HIQA inspections of residential centres for older people found that a number of centres did not comply with regulations or national standards this year.

65 inspection reports on residential centres for older people have been published.

While 21 were either fully compliant or substantially compliant, there was evidence of non-compliance with at least one regulation in 44 inspections, including at the HSE's Skibbereen Community Hospital in Co Cork.

The centre provides long-stay, respite, community support and palliative care to the older population of the town and the surrounding area and caters for the needs of 40 residents.

HIQA found that activities and social stimulation for residents was "inadequate".

"A large number of residents spent their day at their bedside or in one of the sitting rooms, with little to occupy them apart from daily care tasks and the television".

The report also states "There was evidence of institutional practices within the centre, some staff viewing the centre more like a hospital than a home for residents living in the centre".

A previous inspection of the centre by HIQA advised against multi-occupancy rooms.

This resulted in the construction of a new wing on to the hospital to accommodate people in single en-suite bedrooms.

However, the HIQA inspector found they were unoccupied.

Staff told the inspector they did not believe they had adequate resources to facilitate residents' relocation.

There was evidence of non-compliance with at least one regulation in 44 inspections

One member of staff told the inspector that it was more difficult to observe residents in these rooms and much easier when they were in multi-occupancy rooms.

Another member of staff told the inspector that these rooms would be more suitable for short stay respite residents.

Two residents that lived in shared rooms told the inspector they looked forward to moving into a new single room when they could, and they were aware they were not open yet.

The inspector observed that there were enough members of staff working in the centre to respond to the needs of the residents in a timely manner.

The report also notes that when it came to personal care and meals there were some positive interactions between residents and staff.

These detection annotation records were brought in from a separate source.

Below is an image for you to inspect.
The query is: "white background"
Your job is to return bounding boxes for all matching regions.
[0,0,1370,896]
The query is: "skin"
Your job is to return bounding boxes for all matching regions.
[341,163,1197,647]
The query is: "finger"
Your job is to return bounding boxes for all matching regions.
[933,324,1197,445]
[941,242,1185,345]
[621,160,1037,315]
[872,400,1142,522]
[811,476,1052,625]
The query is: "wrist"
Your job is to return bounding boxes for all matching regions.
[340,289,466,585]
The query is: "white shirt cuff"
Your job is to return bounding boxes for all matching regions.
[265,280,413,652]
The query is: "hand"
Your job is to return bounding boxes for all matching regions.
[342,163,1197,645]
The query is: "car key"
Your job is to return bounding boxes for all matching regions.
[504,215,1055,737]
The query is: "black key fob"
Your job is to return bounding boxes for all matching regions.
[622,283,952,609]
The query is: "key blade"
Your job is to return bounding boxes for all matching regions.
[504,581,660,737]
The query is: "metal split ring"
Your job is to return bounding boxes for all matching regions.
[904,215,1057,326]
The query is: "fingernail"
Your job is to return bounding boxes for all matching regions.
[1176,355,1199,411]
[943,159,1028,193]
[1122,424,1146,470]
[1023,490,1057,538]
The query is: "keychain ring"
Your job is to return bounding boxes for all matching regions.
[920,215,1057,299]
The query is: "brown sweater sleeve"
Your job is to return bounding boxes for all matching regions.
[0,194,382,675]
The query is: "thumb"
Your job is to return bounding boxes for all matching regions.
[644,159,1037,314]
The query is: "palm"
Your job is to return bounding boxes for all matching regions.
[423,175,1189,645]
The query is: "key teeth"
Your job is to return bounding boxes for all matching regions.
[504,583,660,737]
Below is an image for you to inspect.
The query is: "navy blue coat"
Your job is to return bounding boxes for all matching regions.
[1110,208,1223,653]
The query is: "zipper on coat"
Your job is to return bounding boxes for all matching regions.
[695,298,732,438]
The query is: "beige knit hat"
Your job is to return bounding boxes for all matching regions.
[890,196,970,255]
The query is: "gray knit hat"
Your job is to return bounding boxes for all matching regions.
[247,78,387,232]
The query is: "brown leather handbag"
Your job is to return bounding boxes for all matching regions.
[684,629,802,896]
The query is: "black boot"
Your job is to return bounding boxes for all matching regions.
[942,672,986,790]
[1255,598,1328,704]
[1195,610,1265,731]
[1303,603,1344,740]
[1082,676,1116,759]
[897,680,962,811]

However, the inspector also observed that some care in the centre was "task based".

While 80% of residents in the centre were living with a cognitive impairment and were unable to fully express their opinions to the inspector, the report does note that these residents appeared to be "content and relaxed in the company of staff".

It also says residents that spoke to the inspector said that staff were kind and came when they called.

There were staffing issues in some of the centres

Fairfield Nursing Home in Co Cork is also included in the reports published today.

An unannounced inspection occurred following "unsolicited information" which raised concerns regarding the standard of nursing care provided to residents living in the centre.

The report says that "some evidence was found to support the concerns received".

Management systems were not effective in ensuring the service was safe, consistent and effectively monitored and this resulted in poor oversight of the service.

Inspectors found that nursing staffing levels at night time, poor oversight of care planning and assessments impacted the safety and quality of care provided to residents.

HIQA says the provider had not identified risks with infection control and fire safety, which were impacting on the safety and well being of residents and staff.

These issues are all highlighted throughout the report.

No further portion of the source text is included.